Who is Tom Cotton?
If you had asked that question a week ago, anyone outside of the D.C. beltway most likely would have turned up a shrug. But that was before Cotton penned an open letter to the leaders of Iran, co-signed by 46 other Republicans in the Senate, which threatened that President Obama’s successor could obviate an agreement on the nuclear program with a pen stroke. Now Cotton, the freshly-elected junior senator from Arkansas, has a target on his back.
A petition on WhiteHouse.gov calling for federal charges against the signers of the letter, who some are saying are in direct violation of diplomatic protocol, has garnered over 165,000 signatures on the site. It alleges that the senators who supported the letter, 47 of the 54 Republicans in the chamber, violated the Logan Act, signed by President John Adams in 1799, which forbids unauthorized citizens from interfering in diplomatic relations.
Cotton, who unseated two-term incumbent Mark Pryor to claim his seat in November, has defended the letter, addressed publicly to Iran’s Supreme Leader Ayatollah Ali Khamenei, as a boon to President Obama’s negotiating stance with Tehran. “I’m trying to stop Iran from getting a nuclear weapon today, ten years from now, 20 years from now,” Cotton told ABC News on Wednesday. It’s a stern five-paragraph reprimand to Khamenei and the leaders of the Islamic Republic, calling into question their understanding of the U.S. constitution. “Anything not approved by Congress is a mere executive agreement,” Cotton wrote in the letter, released on Monday.
Secretary of State John Kerry, once chair of the Senate Foreign Relations Committee, reacted to Monday’s letter with “utter disbelief.” His Clinton administration predecessor at Foggy Bottom, Madeline Albright, went a step further. “I’m surprised it’s even legal,” she told USA Today. Khamenei himself used the letter to make the case that Washington is “disintegrating” due to its fractious politics. Legal questions aside, there are unforced errors in the letter, such as Cotton’s contention that Congress could wipe the slate clean in a new administration. It isn’t quite that simple.
Cotton seems to be considered a lightweight by elite foreign policy Democrats. Other than his tours as a platoon leader in Iraq and Afghanistan, where he won a bronze star in the U.S. Army’s 101st Airborne Division, a famed paratrooper unit, and two years as a junior member on the House Foreign Affairs Committee, his experience on the international stage is limited.
So how did Cotton become the messenger for Republicans on Iran? At 37, he’s the youngest member of the Senate by nearly three years, yet his letter was co-signed by the likes of Senator John McCain, the Republican from Arizona who twice ran for president, and Senator Lindsey Graham of South Carolina, who’s mulling his own bid for the G.O.P. nomination in 2016.

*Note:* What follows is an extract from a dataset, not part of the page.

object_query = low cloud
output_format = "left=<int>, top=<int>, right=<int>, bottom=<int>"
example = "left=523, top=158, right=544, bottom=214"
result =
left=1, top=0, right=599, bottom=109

But Cotton is also freer to act, precisely because he doesn’t yet have the burden of a legacy or a future campaign to tend to. What’s more, he’s not likely to face a significant challenge at the polls any time soon: Arkansas has been trending solidly Republican for a decade. Far from a suicide mission, the letter may have achieved exactly what Cotton wanted: a turn in the spotlight and credibility on a key foreign policy issue for the Obama Administration. He’s made himself a figure to watch as negotiations continue.